People in their thirties seem more prone to depression than in past decades. A little surprising, since this segment of the population appears to have much to celebrate.
The majority of thirty-something's have established relationships and thriving families. Single persons in their thirties, who have elected to focus their energy on a career, are upwardly mobile and nearing the pinnacle of their success. By mid-thirties, most are enjoying their prime earning and spending years. They have an active role and voice in all areas of life. Politically, socially and financially, this age group are the pivotal movers and shakers of society.
So why are thirty-somethings not benefiting emotionally from their success; enjoying the fruits of their labor? Sometimes, with the big 40 looming ahead, they come down with vague, unidentified feelings of discontent. A case of the "blues" becomes an all too common and frequent occurrence.
We are a society ruled by priorities. People in their thirties have developed the self-discipline to gauge their priorities and focus on their immediate and long-term goals. This can result in creating imbalance in other areas. All work and no play does not necessarily make Jack a dull boy, but it might make him slightly depressed.
By the time an individual is well into his thirties, he may feel dissatisfied with the direction his life has taken. He might be suffering "burn-out," from focusing too heavily on work, or disappointment, if his dreams and goals are not fully realized.
Men measure their value by their job performance. If they have not reached their goals, or circumstances dictate a change in career path, their identity is shaken. The current financial crisis has put many an up and coming thirty-something into a tailspin. The last couple of decades have been boom years and they assumed it would always be that way.
Women measure their worth by their relationships. Whether they are "stay at home" moms, or in the work force, suddenly their children are half-grown and more independent and women feel less needed. They feel the pangs of an almost empty nest. They can see this as an opportunity to explore educational or career options, or they might mire in their feelings of uselessness.
Unmarried individuals and single parents suffer the same doubts and fears, only they are going it alone, which only magnifies the issues.
Many couples are experiencing the "7 year itch," which can realistically occur at any age. Life has reached its peak of stress with the demands of jobs, growing children and new-found signs of age progression; a stray gray hair, or a wrinkle that wasnt there yesterday. In our youth-oriented society, the struggle to maintain youth at any cost takes its toll.
The question inevitably comes up: "Is this all there is?" How the thirty-something responds is crucial to his well-being. A pessimistic view will bring on depression. This is when the saying, "Glass half full" comes into play. They can either lament what is lost or on decline, or count their blessings and face the next phase of life with enthusiasm.

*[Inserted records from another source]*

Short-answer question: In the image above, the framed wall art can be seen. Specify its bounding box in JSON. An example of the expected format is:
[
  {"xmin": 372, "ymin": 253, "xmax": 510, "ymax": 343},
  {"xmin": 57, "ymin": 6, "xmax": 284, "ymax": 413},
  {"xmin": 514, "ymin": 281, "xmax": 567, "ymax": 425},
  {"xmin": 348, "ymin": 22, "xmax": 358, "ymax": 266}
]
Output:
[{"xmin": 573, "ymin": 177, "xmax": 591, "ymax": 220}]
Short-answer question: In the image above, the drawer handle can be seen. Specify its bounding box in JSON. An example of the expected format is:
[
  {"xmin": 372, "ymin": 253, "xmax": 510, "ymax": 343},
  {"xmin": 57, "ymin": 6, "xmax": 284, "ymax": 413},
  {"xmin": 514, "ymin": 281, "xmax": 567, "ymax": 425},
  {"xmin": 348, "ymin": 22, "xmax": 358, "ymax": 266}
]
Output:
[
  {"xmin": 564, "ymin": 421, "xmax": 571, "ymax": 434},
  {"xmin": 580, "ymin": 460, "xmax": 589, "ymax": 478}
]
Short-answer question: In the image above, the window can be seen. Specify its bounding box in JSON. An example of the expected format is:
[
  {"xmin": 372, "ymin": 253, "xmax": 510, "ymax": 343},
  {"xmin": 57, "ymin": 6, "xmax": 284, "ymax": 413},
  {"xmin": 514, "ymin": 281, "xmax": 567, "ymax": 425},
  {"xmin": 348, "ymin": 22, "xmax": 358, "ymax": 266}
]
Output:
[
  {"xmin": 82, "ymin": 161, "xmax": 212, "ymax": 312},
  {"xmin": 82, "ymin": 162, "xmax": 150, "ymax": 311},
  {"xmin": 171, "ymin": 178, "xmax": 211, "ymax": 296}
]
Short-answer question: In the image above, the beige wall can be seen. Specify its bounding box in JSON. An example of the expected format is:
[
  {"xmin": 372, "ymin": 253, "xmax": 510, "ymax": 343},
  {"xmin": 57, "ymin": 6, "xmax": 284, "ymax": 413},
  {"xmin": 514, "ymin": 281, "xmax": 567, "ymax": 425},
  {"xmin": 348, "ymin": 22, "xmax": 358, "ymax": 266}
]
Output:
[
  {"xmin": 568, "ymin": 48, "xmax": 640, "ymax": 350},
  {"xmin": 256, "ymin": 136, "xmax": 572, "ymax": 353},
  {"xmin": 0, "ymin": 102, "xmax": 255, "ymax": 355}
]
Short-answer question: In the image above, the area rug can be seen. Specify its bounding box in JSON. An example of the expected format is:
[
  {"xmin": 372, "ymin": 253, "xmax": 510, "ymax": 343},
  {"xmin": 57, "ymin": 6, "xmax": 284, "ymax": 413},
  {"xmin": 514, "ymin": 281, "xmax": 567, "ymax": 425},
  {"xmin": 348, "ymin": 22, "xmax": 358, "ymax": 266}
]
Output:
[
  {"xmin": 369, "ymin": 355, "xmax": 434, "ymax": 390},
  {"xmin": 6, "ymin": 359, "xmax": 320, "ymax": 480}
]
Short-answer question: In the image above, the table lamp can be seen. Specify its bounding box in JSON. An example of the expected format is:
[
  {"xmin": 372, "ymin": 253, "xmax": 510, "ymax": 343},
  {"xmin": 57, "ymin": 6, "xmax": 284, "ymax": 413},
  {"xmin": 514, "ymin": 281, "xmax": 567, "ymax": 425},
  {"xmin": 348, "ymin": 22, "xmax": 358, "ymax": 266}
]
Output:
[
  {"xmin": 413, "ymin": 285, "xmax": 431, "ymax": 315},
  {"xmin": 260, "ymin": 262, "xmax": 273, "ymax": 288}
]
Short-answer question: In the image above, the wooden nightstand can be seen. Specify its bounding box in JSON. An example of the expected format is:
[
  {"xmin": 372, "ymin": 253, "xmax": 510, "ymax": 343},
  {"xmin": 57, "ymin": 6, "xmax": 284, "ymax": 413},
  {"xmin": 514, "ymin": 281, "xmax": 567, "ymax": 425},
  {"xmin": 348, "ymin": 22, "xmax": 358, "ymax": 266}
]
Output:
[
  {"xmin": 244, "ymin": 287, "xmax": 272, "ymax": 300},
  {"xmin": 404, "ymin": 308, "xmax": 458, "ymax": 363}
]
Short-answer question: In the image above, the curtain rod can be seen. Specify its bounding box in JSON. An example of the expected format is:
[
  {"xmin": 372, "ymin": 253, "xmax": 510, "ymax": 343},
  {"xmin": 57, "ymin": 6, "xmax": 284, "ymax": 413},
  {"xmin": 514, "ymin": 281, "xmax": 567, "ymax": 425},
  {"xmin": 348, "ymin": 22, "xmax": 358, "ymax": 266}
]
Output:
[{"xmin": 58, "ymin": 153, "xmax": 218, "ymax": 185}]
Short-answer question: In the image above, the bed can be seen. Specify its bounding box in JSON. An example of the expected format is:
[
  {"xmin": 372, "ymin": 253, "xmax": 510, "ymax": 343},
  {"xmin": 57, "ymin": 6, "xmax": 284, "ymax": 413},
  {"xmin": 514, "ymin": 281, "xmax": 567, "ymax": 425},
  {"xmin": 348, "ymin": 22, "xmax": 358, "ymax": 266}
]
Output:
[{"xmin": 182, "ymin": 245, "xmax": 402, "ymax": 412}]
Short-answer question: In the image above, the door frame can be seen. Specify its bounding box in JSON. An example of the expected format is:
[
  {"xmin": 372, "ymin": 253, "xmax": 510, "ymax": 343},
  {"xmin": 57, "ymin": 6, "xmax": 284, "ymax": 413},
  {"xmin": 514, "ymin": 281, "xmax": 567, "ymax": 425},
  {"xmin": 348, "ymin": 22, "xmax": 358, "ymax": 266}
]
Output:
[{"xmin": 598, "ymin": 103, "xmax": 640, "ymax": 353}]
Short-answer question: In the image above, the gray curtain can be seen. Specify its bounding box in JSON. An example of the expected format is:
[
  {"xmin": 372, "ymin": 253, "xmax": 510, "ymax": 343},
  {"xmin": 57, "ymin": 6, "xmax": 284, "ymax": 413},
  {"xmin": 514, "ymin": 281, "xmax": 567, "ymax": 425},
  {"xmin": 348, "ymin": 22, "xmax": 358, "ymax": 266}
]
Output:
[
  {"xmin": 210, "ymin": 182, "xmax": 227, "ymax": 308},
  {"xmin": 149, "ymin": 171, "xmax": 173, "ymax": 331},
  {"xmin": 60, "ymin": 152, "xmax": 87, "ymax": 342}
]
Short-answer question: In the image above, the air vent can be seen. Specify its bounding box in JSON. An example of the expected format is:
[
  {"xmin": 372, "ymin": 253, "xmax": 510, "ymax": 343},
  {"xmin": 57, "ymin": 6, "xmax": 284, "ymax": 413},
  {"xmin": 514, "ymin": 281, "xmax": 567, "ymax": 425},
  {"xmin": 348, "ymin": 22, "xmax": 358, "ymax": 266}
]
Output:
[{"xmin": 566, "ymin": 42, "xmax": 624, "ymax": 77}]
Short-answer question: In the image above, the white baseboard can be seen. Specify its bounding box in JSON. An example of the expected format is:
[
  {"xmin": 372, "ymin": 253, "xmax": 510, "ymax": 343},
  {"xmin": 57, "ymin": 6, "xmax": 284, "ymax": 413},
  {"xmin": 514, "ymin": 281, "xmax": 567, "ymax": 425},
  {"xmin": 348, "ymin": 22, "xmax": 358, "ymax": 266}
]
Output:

If you are in your thirties and experiencing occasional bouts of the blues, take steps to avoid full-fledged depression, which could require medical intervention, by adopting these practices. Learn the 5 easy stress-relief techniques.
•Deep breathing exercises
•Full body stretching
•A brisk, short walk.
Any of these short, distracting activities will re-energize the spirit.
Save. By having a "rainy day" fund, the downturns in the stock market, and drop in housing values reported daily on the news will not have as devastating an effect on your feelings of well-being.
Develop a spirit of optimism. Create a gratitude journal where you record daily blessings and happy events.
Practice living in the moment. Don't clutter your mind with regrets about what might have been, or concerns about what negative issues might be looming ahead.
Get plenty of rest, adequate exercise and drink lots of water and eat nutritional foods to ensure you will remain in optimum health, both mentally and physically.
Each decade of life comes with its particular set of stresses. While you cannot control every facet of life, you can embrace each new phase as an opportunity for growth. How you deal with being thirty-something can make for great memories to cherish when you are "elderly-something" and looking back.